Grayson County Judge Bill Magers said the county’s Human Resources Director Kelly Beall reported that Ashmore and Smith completed the process to be considered as a temporary replacement for Brown. Magers said three applications were picked up from the county, but offered no word on who picked up the other application. The replacement will, it is assumed, replace Brown until precinct chairs can select someone to be on the ballot for the fall. It is unclear, at this point, whether Grayson County Commissioners would then just appoint the person who wins the spot on the Republican ballot as the new interim until the election in the fall.

Smith tossed his hat in the ring to run for district attorney as soon as Brown’s nomination to the federal position was announced.
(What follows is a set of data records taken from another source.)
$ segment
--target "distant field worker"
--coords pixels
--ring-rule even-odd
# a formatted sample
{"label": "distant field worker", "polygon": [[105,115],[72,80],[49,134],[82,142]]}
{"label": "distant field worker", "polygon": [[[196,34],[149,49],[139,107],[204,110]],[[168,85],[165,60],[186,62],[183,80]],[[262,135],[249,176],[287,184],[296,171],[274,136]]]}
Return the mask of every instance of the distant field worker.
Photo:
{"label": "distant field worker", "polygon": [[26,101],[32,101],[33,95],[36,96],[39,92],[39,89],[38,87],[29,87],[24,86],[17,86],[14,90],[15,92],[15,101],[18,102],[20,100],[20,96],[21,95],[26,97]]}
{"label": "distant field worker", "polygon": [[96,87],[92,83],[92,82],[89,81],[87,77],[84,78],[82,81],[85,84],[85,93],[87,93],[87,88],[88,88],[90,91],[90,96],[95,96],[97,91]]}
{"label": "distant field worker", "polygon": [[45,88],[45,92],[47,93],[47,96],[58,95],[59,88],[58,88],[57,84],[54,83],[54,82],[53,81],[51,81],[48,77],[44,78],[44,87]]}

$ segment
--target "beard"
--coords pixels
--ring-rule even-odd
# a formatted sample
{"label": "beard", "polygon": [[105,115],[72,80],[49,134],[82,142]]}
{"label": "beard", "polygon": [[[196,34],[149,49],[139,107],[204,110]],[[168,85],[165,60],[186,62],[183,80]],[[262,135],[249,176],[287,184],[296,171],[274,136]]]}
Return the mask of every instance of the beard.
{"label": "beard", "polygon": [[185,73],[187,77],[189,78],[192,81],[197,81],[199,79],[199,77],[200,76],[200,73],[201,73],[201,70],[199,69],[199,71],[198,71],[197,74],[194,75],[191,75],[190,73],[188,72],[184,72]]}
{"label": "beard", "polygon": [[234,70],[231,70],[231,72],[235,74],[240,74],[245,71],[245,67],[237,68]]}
Britton Brooks, also an assistant district attorney, announced his intention to run for the district attorney’s office, but did not complete the paperwork to be named the interim district attorney.

Magers, who was out of town, did not immediately respond to questions about when the commissioners are expected to pick an interim district attorney.

The application process included both the standard application to work for Grayson County and an eight-page questionnaire that asked for information about where the candidate attended college and law school and all about their work history.

In a meeting last month, Magers said the application was pulled together by looking at applications for federal positions and applications to be appointed to state offices. Though the questionnaire is only eight pages long, some of the answers are likely to fill pages and take a great deal of time to answer.

For instance, one question asked the applicant to describe each matter that he has tried as either a lead counsel or second chair in the last five years. It asked what percentage of that practice was in state and federal courts and what percentage of it was federal or state. It also asked what percentage of the cases was tried to a verdict and what percentage was settled. The questionnaire asked the applicant to describe the 10 most significant matters he or she has litigated before any court. It also asks any other professions they may have been engaged in during the past 15 years.

The questionnaire also asked some standard employment questions like whether or not the applicant ever has been arrested or charged by a federal or state authority for an violation of state or federal law or regulation and if they have ever had a tax lien filed against them or their spouse or if they have ever filed for bankruptcy.